Minh Tran

High-level design

The high-level design of a payment system is quite simple. It consists of the following components:

Client: The client is the entity that initiates the payment request. It could be a web application, mobile application, or any other system that needs to charge the user.
Payment Gateway: The payment gateway is the system that processes the payment request. It is responsible for validating the payment request, charging the user, and sending the payment confirmation to the client. (PCI DSS compliance is required for payment gateways.)
Risk Check System: The risk check system is responsible for checking the risk associated with the payment request. It checks for fraud, credit card blacklists, and other risk factors. The Payment Gateway sends the payment request to the Risk Check System before processing the payment.
Acquiring Bank: The acquiring bank is the bank that processes the payment. The main function of the Payment Gateway is to validate financial credentials and transfer them to Acquiring Bank. This is the bank that processes card payments on behalf of the merchant.
PSP (Payment Service Provider): The PSP is a third-party service that provides the merchant with the ability to accept payments. It is responsible for the technical infrastructure and security of the payment system. PSP usually offers services such as fraud protection, tokenization, and PCI DSS compliance. PSPs can also be the acquiring bank but not necessarily.
Issuer Bank: The issuer bank is the bank that issued the credit card to the user. It is responsible for authorizing the payment request and transferring the money from the user's account to the merchant's account. The Acquiring Bank captures the transaction information, performs basic validation and routes the requests along the the appropriate card networks the the cardholder's Issuer Bank for approval. The Issuer Bank checks the user's account for sufficient funds and standing, and then sends a response back to the Acquiring Bank.

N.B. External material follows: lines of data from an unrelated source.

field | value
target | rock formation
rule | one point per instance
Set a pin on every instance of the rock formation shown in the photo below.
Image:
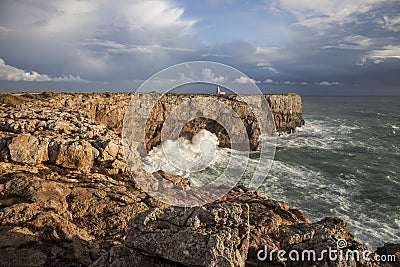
(66, 198)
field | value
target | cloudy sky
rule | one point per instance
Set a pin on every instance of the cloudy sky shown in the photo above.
(324, 47)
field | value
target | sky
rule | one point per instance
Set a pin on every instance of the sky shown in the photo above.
(324, 47)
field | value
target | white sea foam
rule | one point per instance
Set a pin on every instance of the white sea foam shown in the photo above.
(183, 156)
(317, 134)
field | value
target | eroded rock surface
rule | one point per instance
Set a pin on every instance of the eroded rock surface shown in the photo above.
(66, 198)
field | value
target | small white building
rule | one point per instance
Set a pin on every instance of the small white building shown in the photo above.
(219, 91)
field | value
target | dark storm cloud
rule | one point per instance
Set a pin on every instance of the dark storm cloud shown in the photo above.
(348, 47)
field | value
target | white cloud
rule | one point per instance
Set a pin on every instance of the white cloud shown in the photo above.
(354, 42)
(10, 73)
(245, 79)
(267, 66)
(266, 50)
(4, 29)
(70, 78)
(323, 14)
(289, 82)
(326, 83)
(98, 39)
(209, 76)
(292, 83)
(391, 24)
(387, 52)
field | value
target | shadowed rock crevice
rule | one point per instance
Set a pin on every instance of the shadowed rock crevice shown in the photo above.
(67, 199)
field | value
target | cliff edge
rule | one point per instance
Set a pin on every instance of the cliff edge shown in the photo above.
(67, 199)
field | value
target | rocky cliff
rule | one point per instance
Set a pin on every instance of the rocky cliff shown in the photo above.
(66, 198)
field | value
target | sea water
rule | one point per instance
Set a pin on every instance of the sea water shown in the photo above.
(344, 162)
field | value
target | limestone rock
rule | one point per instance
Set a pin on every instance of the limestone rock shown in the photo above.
(214, 235)
(78, 155)
(28, 149)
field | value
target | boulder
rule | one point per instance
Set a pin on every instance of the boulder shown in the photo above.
(78, 155)
(212, 235)
(28, 149)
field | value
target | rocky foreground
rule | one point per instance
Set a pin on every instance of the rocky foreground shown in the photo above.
(66, 199)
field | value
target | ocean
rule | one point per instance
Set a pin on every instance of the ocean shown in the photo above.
(344, 162)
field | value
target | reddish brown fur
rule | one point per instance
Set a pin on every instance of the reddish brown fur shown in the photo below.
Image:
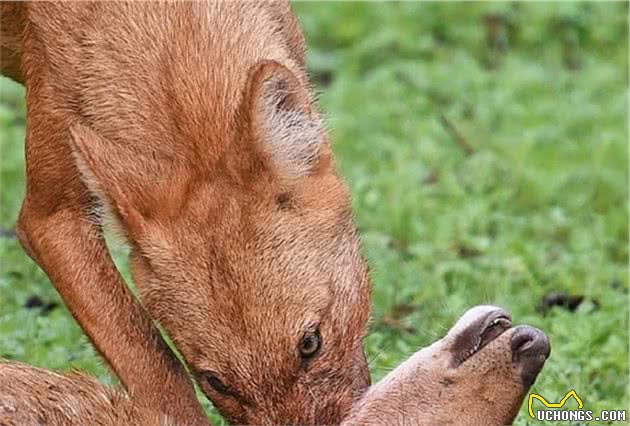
(192, 124)
(427, 389)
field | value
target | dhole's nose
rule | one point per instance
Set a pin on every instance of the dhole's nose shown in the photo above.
(530, 349)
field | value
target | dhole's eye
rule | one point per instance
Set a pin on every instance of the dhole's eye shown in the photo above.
(310, 344)
(215, 383)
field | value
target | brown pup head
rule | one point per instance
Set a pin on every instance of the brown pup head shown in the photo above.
(250, 260)
(477, 375)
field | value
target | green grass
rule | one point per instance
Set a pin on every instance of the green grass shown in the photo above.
(482, 171)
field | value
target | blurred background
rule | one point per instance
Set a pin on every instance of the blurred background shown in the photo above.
(486, 148)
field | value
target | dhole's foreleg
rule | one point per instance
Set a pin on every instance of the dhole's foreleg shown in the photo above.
(34, 396)
(55, 231)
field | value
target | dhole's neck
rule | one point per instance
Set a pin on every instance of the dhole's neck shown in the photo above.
(177, 75)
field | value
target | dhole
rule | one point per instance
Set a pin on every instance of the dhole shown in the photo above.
(477, 375)
(192, 125)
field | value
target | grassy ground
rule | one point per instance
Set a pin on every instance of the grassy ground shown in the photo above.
(485, 145)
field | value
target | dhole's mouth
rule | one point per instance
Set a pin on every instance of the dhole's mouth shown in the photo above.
(477, 327)
(530, 349)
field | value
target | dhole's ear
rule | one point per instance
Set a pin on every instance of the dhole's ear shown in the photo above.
(98, 170)
(283, 121)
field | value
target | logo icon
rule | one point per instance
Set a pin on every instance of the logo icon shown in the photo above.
(547, 404)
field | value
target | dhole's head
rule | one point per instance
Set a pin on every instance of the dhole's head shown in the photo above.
(248, 257)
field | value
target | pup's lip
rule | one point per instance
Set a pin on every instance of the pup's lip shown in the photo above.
(530, 349)
(478, 327)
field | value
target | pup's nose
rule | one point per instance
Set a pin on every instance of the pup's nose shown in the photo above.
(530, 349)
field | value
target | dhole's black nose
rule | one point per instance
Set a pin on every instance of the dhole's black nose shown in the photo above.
(530, 348)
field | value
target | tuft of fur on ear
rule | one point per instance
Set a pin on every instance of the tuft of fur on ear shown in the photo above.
(110, 205)
(285, 122)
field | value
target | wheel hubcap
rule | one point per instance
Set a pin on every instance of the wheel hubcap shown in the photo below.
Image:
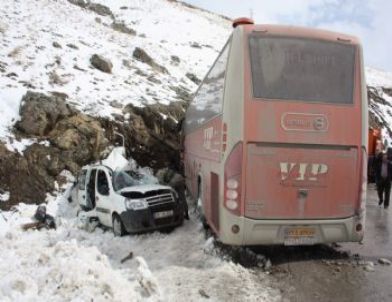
(117, 226)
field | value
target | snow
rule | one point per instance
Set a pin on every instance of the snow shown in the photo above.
(30, 61)
(70, 264)
(4, 196)
(378, 78)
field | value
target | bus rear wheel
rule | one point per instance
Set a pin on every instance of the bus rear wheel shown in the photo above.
(199, 206)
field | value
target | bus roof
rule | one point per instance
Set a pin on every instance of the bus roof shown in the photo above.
(297, 31)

After that processes, the transaction follows the same route back to the Payment Gateway and then to the Client.

Payment System

High-level design of a payment system

Establish the Goals

Before we start designing the system, we need to establish the requirements of the system and define what we want to achieve. We need to clarify the functional needs, the scope of the system, and the non-functional requirements.

What payment system are we building?

There are basically two ways to build a payment system:

Using a PSP (Common): We can use Stripe or PayPal to handle the payment processing. This is the easiest way to build a payment system. We can use the PSP's API to charge the user and handle the payment processing. The PSP will handle the risk check, acquiring bank, and issuer bank. We only need to integrate the PSP's API into our system. PSP moves money from the buyer account to the merchant account and takes a fee for the service.
Direct connection to a card schemes (Uncommon): We can build the payment system from scratch. This is the most complex way to build a payment system. We need to handle the risk check, acquiring bank, and issuer bank ourselves. We need to be PCI DSS compliant and handle the security of the payment system ourselves. Moreover, for every country, the process is different.

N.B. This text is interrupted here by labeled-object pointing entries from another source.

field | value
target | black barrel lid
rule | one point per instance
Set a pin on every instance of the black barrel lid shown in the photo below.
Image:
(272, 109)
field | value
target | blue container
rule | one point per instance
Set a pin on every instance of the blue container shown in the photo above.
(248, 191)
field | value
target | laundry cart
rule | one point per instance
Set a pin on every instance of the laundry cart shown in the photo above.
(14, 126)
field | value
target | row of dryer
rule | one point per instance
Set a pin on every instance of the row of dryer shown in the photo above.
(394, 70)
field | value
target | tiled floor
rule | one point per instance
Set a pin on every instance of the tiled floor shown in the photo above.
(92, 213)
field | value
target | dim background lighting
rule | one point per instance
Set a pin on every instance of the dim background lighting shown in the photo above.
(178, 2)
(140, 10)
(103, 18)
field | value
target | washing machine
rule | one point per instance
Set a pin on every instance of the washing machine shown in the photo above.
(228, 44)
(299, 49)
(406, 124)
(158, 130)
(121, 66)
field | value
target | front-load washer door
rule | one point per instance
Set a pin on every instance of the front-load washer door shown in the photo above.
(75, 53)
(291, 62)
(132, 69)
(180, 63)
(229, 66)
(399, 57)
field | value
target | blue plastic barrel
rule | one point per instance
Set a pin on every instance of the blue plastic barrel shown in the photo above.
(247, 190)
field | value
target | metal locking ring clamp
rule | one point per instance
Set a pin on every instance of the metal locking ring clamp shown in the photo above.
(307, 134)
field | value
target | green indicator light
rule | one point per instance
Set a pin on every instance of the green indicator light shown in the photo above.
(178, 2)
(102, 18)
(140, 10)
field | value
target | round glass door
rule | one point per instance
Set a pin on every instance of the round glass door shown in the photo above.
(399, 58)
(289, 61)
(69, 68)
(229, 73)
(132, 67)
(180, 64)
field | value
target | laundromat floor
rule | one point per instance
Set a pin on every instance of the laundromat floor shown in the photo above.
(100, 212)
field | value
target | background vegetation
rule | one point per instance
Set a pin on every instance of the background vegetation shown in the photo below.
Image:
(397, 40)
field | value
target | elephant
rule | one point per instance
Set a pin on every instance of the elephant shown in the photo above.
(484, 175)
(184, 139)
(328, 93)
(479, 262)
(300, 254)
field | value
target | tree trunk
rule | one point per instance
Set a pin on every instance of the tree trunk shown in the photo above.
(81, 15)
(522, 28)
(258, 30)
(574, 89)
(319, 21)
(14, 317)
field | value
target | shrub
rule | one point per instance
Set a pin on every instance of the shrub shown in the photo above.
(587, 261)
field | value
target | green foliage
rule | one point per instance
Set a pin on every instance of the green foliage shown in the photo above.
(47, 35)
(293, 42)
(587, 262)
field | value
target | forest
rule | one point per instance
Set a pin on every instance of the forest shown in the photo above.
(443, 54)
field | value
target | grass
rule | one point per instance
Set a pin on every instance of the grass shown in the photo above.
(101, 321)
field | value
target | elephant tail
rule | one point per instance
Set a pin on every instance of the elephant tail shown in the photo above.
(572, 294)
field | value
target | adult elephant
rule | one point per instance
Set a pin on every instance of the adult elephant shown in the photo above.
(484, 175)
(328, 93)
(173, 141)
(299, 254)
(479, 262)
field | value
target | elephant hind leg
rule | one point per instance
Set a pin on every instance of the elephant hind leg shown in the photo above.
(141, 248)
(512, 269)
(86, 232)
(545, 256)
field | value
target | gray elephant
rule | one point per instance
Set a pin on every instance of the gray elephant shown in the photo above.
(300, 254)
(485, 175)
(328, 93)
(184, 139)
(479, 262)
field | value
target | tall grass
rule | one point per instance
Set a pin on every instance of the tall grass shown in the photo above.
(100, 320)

Using a PSP (Payment Service Provider)

When using PSP, we don't need to store the user's credit card information. This will give us many benefits:

Strict ingress and egress networking control
Strong infrastructure isolation
Data integrity and security
Secure cardholder data handling

A payment system interacts with a lot of internal services and external services. When one of the services fails, we may see unconsistent states. Therefore, we need to plan for transaction failures and perform reconciliation to fix any inconsistencies. This leads us the the system requirements.

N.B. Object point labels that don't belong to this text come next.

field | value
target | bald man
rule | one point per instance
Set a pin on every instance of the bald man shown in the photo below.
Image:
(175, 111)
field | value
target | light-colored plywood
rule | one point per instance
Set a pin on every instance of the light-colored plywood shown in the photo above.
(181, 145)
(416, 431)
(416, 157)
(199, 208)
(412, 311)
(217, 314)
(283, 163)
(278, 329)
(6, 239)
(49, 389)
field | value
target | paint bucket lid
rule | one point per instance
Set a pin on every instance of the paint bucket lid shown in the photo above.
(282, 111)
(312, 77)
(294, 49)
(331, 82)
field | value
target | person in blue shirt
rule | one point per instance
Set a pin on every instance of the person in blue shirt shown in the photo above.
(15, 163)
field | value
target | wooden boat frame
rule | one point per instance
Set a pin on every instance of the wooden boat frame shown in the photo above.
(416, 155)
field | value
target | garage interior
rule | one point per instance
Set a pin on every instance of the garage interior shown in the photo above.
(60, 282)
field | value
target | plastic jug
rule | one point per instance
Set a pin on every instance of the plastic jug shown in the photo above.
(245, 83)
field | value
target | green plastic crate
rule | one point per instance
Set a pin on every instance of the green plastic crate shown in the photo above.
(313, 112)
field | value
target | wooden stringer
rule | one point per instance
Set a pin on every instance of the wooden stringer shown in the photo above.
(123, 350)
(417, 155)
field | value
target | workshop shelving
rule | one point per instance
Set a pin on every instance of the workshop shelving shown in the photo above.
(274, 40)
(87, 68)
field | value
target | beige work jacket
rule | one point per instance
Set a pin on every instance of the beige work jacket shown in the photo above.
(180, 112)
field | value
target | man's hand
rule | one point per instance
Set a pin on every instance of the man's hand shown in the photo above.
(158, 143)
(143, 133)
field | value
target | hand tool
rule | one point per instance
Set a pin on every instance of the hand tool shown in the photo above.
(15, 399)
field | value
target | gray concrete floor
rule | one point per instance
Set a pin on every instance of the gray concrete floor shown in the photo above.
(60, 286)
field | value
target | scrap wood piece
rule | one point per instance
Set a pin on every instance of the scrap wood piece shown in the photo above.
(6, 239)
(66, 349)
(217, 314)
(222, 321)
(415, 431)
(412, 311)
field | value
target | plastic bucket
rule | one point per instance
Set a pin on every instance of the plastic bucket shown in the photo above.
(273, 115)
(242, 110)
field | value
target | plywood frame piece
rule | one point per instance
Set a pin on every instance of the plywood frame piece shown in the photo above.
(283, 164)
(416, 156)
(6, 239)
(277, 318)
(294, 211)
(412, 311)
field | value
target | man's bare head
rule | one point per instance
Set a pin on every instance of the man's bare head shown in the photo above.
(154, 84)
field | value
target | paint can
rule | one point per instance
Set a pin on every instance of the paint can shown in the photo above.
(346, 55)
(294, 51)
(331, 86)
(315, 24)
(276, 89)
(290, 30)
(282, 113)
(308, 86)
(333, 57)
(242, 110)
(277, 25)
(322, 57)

Functional and Non-functional requirements

A payment system is easy to understand at the functional level. It needs to be able to move money from the buyer's account to the merchant's account. However, what's more difficult is to make the system reliable especially when unknown situations are revealed a small slip could potentially cause significant revenue loss. In this article, we will focus more in the technical concepts as they are applicable to almost every payment system. The business part will depend on the specific requirements of the system.

Payment system components

Payment service: Display payment status and store order details.
PSP integration: Secure payments.
Wallet: Balance View.
Ledger: Accounting, Analytics, and Reporting.

Below is the flow of a payment system:

Payment System Flow

First, user clicks on the "Pay" button. This will trigger the Payment event. The payment service will then send the payment request to the PSP. The PSP is to send card details to Banks or Card schemes. After the PSP successfully processes the payment, it will send the payment status to the payment service. The payment service will have to do 2 main tasks:

Update balance information of the wallet in the database.
Update the ledger: Involving logging all the financial transactions record for later review and updating the information in the database.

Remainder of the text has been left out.